Archive of stories pre April 2007 | Like pieces in a giant jigsaw puzzle, continents have split, drifted and merged again many times throughout Earth's history, but geologists haven't understood the mechanism behind the moves. A new study now offers evidence that continents sometimes break along preexisting lines of weakness created when small chunks of land attach to a larger continent.
The paper — the cover story in the latest issue of Geology, the journal of the Geological Society of America — is the first to provide an explanation for the breaking patterns of continental plates, and uses the formation of an ocean about 500 million years ago to demonstrate that principle.
"We asked the question, 'Why do oceans open where they do, and why does a continent choose to break where it does?'" said Damian Nance, Ohio University professor of geological sciences and co-author of the study.
Throughout Earth's history, there have been six major continental assembly and breakup events, about 500 million years apart. Currently the Earth is in breakup cycle in which the Atlantic and Indian oceans are opening, Nance said.

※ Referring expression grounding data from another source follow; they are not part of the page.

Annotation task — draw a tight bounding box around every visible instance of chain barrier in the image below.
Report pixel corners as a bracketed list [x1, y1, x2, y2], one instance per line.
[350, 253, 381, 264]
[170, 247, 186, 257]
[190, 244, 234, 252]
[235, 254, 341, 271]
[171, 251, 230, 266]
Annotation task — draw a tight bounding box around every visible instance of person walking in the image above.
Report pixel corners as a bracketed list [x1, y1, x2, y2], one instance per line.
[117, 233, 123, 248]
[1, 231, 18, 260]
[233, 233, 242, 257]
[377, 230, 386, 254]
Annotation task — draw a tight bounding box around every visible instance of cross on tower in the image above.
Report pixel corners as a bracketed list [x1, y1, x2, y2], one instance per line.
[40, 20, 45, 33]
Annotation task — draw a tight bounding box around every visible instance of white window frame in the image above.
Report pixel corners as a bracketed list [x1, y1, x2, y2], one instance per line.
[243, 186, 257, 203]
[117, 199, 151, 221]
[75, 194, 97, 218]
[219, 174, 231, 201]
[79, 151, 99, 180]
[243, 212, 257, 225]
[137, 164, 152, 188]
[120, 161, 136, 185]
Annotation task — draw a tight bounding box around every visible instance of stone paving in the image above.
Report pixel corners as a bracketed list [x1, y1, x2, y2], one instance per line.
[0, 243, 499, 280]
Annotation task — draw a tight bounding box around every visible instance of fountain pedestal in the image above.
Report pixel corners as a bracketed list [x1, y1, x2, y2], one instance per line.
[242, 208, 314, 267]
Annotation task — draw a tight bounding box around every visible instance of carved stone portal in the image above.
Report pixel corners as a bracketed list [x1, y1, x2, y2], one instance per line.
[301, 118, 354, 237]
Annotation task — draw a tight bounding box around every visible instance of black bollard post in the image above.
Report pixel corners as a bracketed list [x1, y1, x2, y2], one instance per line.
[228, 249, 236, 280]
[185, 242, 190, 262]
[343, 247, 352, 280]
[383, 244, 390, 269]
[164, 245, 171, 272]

The new study found that continents sometimes break along preexisting lines of weakness created during earlier continental collisions. Geologists had long suspected that break lines were created by the attachment of pieces onto larger land masses, but Nance and his co-authors were the first group to be able to prove this theory.
About 650 million years ago – when the first jellyfish evolved – North America, South America and Africa were stuck together as one large continent called Gondwana, with some smaller islands floating on a neighboring continental plate. Over time, these islands collided with the large group of continents and were attached to it in a process called accretion.